Each of the three rooftop galleries that curl across the length of the building were designed with different types of natural light in mind. The northern gallery has high windows facing north. The center one, shaped like a crescent, contains a long, high window oriented to roughly track the sun's path across the sky. The southern gallery gets fragmented light through a series of skylights.
Holl was mindful of the view from windows of the surrounding buildings that tower over the museum. Originally, he planned to cap the museum with zinc, which he used in Helsinki, but that proved too costly, so he settled on a plastic material painted to match the color of the aluminum panels. The view of the building from above, with curling galleries and terraces hinting at the design's genesis, is perhaps the most provocative. HOLL'S REPUTATION and workload has soared the past six years. His $87 million addition to the Nelson-Atkins Museum of Art in Kansas City breaks ground this month and he has domestic projects from the Massachusetts Institute of Technology campus to the University of Iowa. He was a finalist - and the only American invited to compete - for designing the Center for Human Evolution in Spain.

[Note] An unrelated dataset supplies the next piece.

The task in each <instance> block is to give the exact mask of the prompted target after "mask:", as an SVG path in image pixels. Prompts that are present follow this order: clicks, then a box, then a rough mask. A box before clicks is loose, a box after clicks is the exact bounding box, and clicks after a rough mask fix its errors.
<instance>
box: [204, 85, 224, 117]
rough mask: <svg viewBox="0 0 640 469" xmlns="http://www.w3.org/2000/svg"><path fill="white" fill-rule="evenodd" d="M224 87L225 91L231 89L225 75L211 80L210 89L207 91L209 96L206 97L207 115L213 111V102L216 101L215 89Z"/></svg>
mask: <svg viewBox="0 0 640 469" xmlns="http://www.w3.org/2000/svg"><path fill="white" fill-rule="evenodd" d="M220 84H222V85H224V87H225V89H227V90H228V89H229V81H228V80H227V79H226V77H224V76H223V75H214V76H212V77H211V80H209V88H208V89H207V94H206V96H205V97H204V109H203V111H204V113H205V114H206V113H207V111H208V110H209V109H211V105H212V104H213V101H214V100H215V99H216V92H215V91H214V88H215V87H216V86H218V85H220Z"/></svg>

Yet, he has continued to look for work near his hometown. Besides the Seattle chapel and the Bellevue museum and competing for the Seattle Public Library project, Holl was interested in the Experience Music Project before Gehry was hired and in the recent addition to the Frye Art Gallery.
He plans to attend the opening celebration at the Bellevue Art Museum on New Year's Eve and says it means a lot to him that his parents and friends from school, even high school, will be there, too.

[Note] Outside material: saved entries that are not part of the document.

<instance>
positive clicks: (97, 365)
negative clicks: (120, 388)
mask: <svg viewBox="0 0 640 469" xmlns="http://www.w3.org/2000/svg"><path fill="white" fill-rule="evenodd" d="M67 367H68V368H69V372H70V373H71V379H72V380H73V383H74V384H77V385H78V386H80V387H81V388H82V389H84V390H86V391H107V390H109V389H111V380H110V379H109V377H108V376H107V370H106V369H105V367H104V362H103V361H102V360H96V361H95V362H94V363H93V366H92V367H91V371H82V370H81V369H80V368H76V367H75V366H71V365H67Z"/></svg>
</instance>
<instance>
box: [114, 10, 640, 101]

While Holl speaks plainly he writes about architecture with poetic, far-reaching words. In his latest book, "Parallax," published this month, he describes the Bellevue Art Museum and other recent projects in terms of "chemistry of matter" and "pressure of light."
Discussing how a building looks, he said while seated on a folding chair inside the shell of the Bellevue museum, misses the point.
"The feeling of space, light, material is not an academic process. For me, the experience that you get from a building is the measure. It's a feeling. Like how you feel riding on the ferry when the incredible Northwest sunlight washes over Elliott Bay."